„Einen unverzeihlichen Akt des Vandalismus“ beklagt am 28. März dieses Jahres der Landesdenkmalrat, der die Bayerische Landesregierung in Fragen des Denkmalschutzes berät. Diesen Beschluss fasste das Gremium nach einer Ortsbegehung im Deutschen Museum, bei der es um die Sanierungsmaßnahmen im Ehrensaal ging, eines üppig mit Bauschmuck und Büsten ausgestatteten Veranstaltungsraumes (externer Link). Jetzt soll das Thema im Landtagsausschuss für Wissenschaft und Kunst verhandelt werden.
Eine „komplette Zerstörung“ eines Denkmals?
Im Zuge der Generalsanierung des Deutschen Museums soll auch der Ehrensaal renoviert und modernisiert werden. Dabei, so die Entwürfe des Münchner Architekturbüros CL MAP, sollen u. a. Holz und Glas die ursprüngliche, teilweise schon abgenommene Stoffbespannung ersetzen, sowie die Büsten von Wissenschaftlern niedriger gehängt werden. Für den Landesdenkmalrat stellt das die „komplette Zerstörung des Ehrensaals“ dar. Der Vorwurf: Hier werde ein Denkmal in einem staatlichen Museum mutwillig zerstört.

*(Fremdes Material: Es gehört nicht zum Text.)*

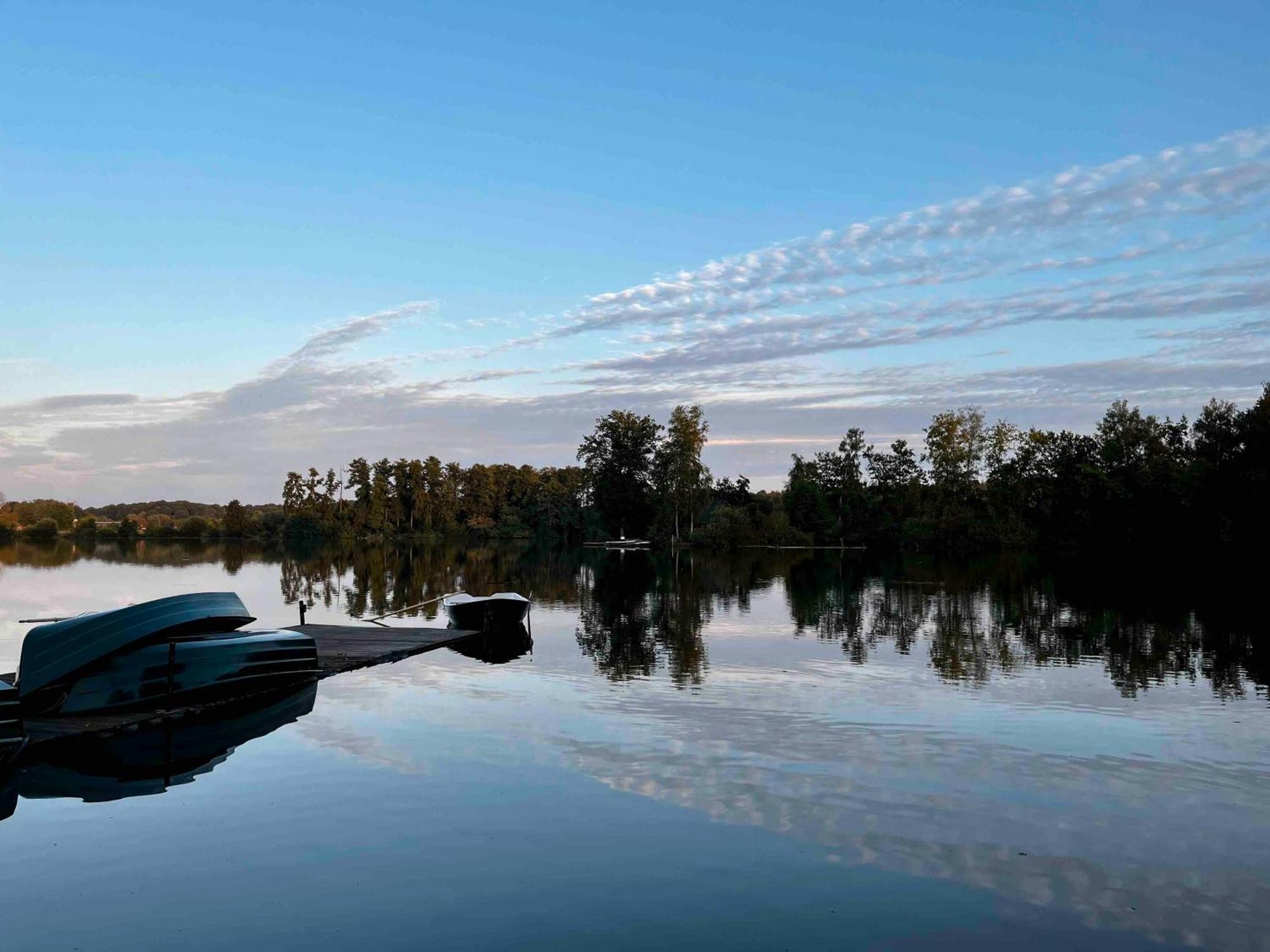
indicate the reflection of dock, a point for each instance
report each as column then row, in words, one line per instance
column 341, row 648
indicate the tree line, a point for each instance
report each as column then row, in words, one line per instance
column 1136, row 483
column 972, row 486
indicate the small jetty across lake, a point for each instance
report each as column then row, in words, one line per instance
column 341, row 648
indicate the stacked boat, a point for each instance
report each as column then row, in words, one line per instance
column 170, row 653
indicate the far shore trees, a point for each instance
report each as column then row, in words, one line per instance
column 618, row 463
column 1137, row 482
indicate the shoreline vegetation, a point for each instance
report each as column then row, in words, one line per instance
column 1136, row 482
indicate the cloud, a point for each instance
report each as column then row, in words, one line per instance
column 1163, row 257
column 1003, row 232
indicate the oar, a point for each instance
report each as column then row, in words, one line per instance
column 378, row 619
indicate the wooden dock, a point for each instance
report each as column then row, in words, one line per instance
column 341, row 648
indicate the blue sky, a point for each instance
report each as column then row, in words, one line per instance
column 192, row 194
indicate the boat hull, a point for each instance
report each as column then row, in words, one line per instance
column 11, row 719
column 184, row 672
column 487, row 614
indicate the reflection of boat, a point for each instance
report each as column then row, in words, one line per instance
column 157, row 757
column 177, row 651
column 497, row 647
column 498, row 611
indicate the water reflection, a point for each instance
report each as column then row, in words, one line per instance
column 643, row 612
column 150, row 760
column 496, row 647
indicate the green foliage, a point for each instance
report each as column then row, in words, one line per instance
column 236, row 522
column 44, row 530
column 1139, row 482
column 196, row 526
column 618, row 459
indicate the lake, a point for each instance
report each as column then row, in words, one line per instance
column 758, row 751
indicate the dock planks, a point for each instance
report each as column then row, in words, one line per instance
column 341, row 648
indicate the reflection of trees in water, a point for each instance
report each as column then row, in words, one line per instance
column 1000, row 616
column 638, row 611
column 377, row 579
column 643, row 611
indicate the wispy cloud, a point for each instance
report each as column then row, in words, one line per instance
column 1165, row 256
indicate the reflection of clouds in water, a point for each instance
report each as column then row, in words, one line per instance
column 331, row 733
column 1126, row 860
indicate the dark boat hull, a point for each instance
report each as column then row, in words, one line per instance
column 11, row 719
column 184, row 672
column 487, row 614
column 53, row 653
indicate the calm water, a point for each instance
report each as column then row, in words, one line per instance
column 759, row 752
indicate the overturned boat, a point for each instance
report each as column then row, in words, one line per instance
column 502, row 610
column 168, row 653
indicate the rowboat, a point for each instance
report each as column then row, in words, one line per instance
column 167, row 653
column 502, row 610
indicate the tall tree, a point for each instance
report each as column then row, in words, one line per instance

Befremdlich ist für die Kunsthistorikerin Claudia Büttner, die im Auftrag des Bundesbauministeriums über Kunst am Bau forscht, die Begründung des Landesdenkmalrats für die Schutzwürdigkeit des Baus. Er stelle „ein bedeutendes Zeugnis für den Wiederaufbau“ dar. Der Vorsitzende des Ausschusses, Robert Brannekämper, sagte gegenüber der SZ (externer Link): „Er hat den Geist und den Nimbus der neuen Bundesrepublik verströmt.“ Für Büttner ist das Gegenteil der Fall: „Für die Ausschmückung wurden mit Hermann Kaspar und Joseph Wackerle zwei Künstler beauftragt, die ihre größten Erfolge in der NS-Zeit gefeiert hatten. Was in München jeder wissen konnte. Deren Beauftragung war also alles andere als ein Aufbruchssignal, sondern ein Schritt zurück. Gerade in Bayern ist zu beobachten, dass es eine nahezu nahtlose Weiterbeschäftigung von prominenten NS-Künstlern in der Nachkriegszeit gab.“
Tradition der Traditionslosigkeit?
Der rücksichtslose Umgang mit der historischen Substanz hat allerdings Tradition im Deutschen Museum. Denn schon direkt nach dem Krieg gab es massive Eingriffe. Im Vorfeld der Einweihung 1925 hatte August Dietz ein Deckengemälde für den Ehrensaal geschaffen. Das wurde zwar während des Zweiten Weltkriegs beschädigt, aber nicht zerstört. Statt es zu restaurieren, wurde Hermann Kaspar mit einem neuen Fresko beauftragt, obwohl er wegen seiner NS-Mitgliedschaft nach dem Krieg kurzzeitig seine Professur an der Münchner Kunstakademie verloren hatte. Worauf Büttner hinweist: Schon 1972, nachdem es in München und Nürnberg Aktionen gegen Hermann Kaspar gegeben hatte, ließ das Deutsche Museum das Wandgemälde „Große Naturforscher der Antike, des Mittelalters und der Renaissance“, mit weißer Farbe „reversibel“ übermalen. 1955 hatte es Kaspar im zentralen Treppenhaus gemalt.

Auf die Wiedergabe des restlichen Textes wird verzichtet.